From Zero to Snowpark in 5 minutes
On June 15, Snowflake made the Snowpark API available in public preview for all customers on AWS.
The Snowpark API is a paradigm shift in Data programmability for the Data Cloud; It provides language extensibility, and a DataFrame based API with a lazy execution mode to offer a more suitable developer experience allowing developers to express complex constructs without being SQL experts.
Developers will be able to build complex data pipelines which will be pushed down on the Snowflake engine for execution after conversion to SQL and will be able to leverage Snowflake cloud native elasticity and unlimited scalability.

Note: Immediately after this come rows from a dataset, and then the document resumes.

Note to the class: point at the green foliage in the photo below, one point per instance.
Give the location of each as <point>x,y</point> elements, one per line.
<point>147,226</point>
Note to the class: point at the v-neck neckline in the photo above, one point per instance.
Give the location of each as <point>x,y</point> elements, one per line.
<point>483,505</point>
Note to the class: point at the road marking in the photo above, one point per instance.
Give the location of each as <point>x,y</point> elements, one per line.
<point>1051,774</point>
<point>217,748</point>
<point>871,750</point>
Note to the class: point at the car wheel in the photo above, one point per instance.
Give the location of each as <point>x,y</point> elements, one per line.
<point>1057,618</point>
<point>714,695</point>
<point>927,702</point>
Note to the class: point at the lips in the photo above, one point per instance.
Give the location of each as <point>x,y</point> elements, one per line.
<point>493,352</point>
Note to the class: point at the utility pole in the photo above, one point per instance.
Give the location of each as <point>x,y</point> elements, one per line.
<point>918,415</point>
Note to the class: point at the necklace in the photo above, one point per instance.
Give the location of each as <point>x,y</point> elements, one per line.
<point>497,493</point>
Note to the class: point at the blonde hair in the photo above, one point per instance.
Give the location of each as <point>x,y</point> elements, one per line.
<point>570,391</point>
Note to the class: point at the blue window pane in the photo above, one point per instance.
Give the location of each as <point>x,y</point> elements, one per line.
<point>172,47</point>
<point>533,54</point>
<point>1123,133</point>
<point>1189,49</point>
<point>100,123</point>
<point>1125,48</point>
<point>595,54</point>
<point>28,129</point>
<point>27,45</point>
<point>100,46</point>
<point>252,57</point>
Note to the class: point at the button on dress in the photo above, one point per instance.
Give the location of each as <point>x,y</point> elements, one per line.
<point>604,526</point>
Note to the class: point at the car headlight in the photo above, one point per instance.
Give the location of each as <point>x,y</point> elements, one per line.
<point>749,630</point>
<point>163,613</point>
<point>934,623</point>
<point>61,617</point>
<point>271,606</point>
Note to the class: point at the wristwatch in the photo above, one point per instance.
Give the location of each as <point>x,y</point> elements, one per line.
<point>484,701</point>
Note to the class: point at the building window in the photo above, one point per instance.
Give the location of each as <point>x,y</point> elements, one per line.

In addition, custom logic can be written in functions developed in the language used for the Snowflake API. These functions can be converted in Snowflake User Defined Functions with a push down of the code to Snowflake, where the code can operate on the data. At the time of writing, the Snowpark API is available in the Scala language.
In order to explore the capabilities offered by the Snowpark API, I have built a Snowpark Accelerator docker image based on the snowtire_v2 project. The Snowpark Accelerator is available on a public repository in Docker hub to quickly get you up to speed in Snowpark.
The Snowpark Accelerator offers a comprehensive Data Engineering & Data Science Sandbox for Snowflake with a Jupyter Notebook Environment that you can run directly from your Mac or Windows Workstation. It offers support for Python, Spark 3.1, R and Scala and is pre-configured to connect to a Snowflake environment; It contains Snowflake drivers (ODBC, JDBC) and connectors (Python, Spark) as well as the most popular python libraries for data analysis (pandas dataframes, plotly…).
The Snowpark Accelerator is pre-configured and ready to use to explore development using the Snowpark API in Scala. It contains a quick start tutorial showing step by step how to write simple query structures (projection, filtering, joins, aggregations…) in order to familiarize with the API, as well as demonstrates the use of Scala functions which contains simple logic being pushed down as UDFs on Snowflake.
- Click on the Docker Icon on the top right hand side of your Mac Menu bar.
- Select Preferences
- Select Resources
- Set CPUs to minimum of 2.
- Set Memory to 4GB.
- Click on Apply & Restart.
Step 1 — Pull the Docker image
Open a Terminal session on your Mac and pull the image
docker pull zhoussen/snowtire-v2:snowpark-accelerator
This may take a few minutes depending on your internet connection.
Step 2 — Run the Docker image
docker run -p 8888:8888 --name snowpark-sandbox zhoussen/snowtire-v2:snowpark-accelerator
Once the image starts, you will be given the following message containing a token for authentication:
Paste the URL given above into a web browser. You should see the following home page:
Navigate to folder samples and open the Notebook Snowpark_Quick_Start.ipynb. You can now follow the step-by-step tutorial and explore Snowpark capabilities:
If you are not familiar with Docker, you can find additional tips on how to run, stop and start the image on the snowtire_v2 github project.